I've used them all over the last 50 years, my only preference is to have an amp that I can actually use. No valve amp matches the requirements.
 
Playing live: no pedals with electric, chorus and reverb with acoustic. Recording: all sorts of DAW plugin amps, pedals, and effects until I get the sound I'm looking for. Practicing: no pedals, I like to hear my mistakes which can be masked by pedals.
 
I use different amps and cabs on a daily basis.
20210107_104100.jpg
20210107_104142.jpg
The TSL and baby DSL only get pedals if I want delay or chorus. The 2203 and 1987 usually get the HOF reverb. Sometimes I run a RAT into the 1987. Sometimes I run a Soul Food as a clean boost into the 2203.
 
I use pedals to enhance the sound, but I could live without them if I had to. Although, I have a Fender silverface Bassman that has nothing but clean headroom. No overdrive at all, but it sounds amazing. One of the best clean amp sounds I've ever heard.

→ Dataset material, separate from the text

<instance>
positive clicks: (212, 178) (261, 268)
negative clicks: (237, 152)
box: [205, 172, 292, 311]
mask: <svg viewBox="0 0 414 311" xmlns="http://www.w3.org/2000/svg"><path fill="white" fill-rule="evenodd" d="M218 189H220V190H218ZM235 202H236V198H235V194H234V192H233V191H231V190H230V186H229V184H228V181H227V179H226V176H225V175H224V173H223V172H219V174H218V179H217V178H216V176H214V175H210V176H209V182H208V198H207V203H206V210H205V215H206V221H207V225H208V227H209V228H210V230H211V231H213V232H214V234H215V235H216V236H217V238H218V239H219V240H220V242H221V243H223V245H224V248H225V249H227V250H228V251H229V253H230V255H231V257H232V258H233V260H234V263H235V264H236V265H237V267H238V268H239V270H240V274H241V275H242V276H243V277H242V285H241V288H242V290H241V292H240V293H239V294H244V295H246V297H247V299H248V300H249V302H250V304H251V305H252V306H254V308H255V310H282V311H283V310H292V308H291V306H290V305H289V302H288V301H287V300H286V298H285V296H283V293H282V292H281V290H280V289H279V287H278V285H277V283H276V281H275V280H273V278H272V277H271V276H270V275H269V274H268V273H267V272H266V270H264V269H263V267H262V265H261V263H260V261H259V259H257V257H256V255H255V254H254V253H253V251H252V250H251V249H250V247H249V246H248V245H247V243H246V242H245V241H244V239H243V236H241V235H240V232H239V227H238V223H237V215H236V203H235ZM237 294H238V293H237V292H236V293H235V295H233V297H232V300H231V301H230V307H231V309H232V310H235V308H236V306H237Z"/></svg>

The thing is, put an overdrive pedal in front of it, and it sounds amazing with overdrive. So it's very versatile in that way. It is the quintessential "clean pedal platform", and the reason I like it is because I can use a good OD pedal to get some pretty superb OD sounds without having to actually crank the amp volume. Though when I do crank it, it sounds even better.
 
As in all things -- variety is the spice of life.

it is POSSIBLE to have all tube....tube hybrid and SS amps --- all living in harmony (or tortured crap playing HELL) --- only 2 pedals used (on a daily basis)
shown justto the right of the blackstar--- there is a cheap reverb pedal and a HUSH noise reducer pedal..........the reverb only for the Lil Sexy, Marshall Master Lead and the Fender bassbreaker 007 as they dont come with reverb-- the rest have it built in
1610064599454.png

The VOX VT20x has hundreds of models and pedals and online software with many more..........Pandoras Box of TIME SUCK I call it .....its reserved for those cold (55F) drizzle winter days when I just need to distract myself...................
Rest of the time its the Blackstar, Bassbreaker or a Marshalldepednign on my "mood" --- the PEAVEY gets fired up when no one is home 80 watts SS (TBTH I think they UNDER estimate that) it gets STUPID loud !!!!!!!!!!!!!!!
 
I go from my Marshall Origin, set to slight break up, to a T.S. type, then move to the Friedman BE-OD for heavy.

Pretty much covers all tones a person would need, love my amps "base" sound, but sometimes you gotta chug.

When using my JTM45, I just crank it up to about 8, maybe my OCD if I need a "singing" type lead. Once again, love my amps natural tone but sometimes more than one or two tones are called for.

In my case I always buy the amp for it's unadulterated tones, but the recipe may call for more. I'd never buy an amp I didn't care for and try to fix it with a pedal, but I will enhance!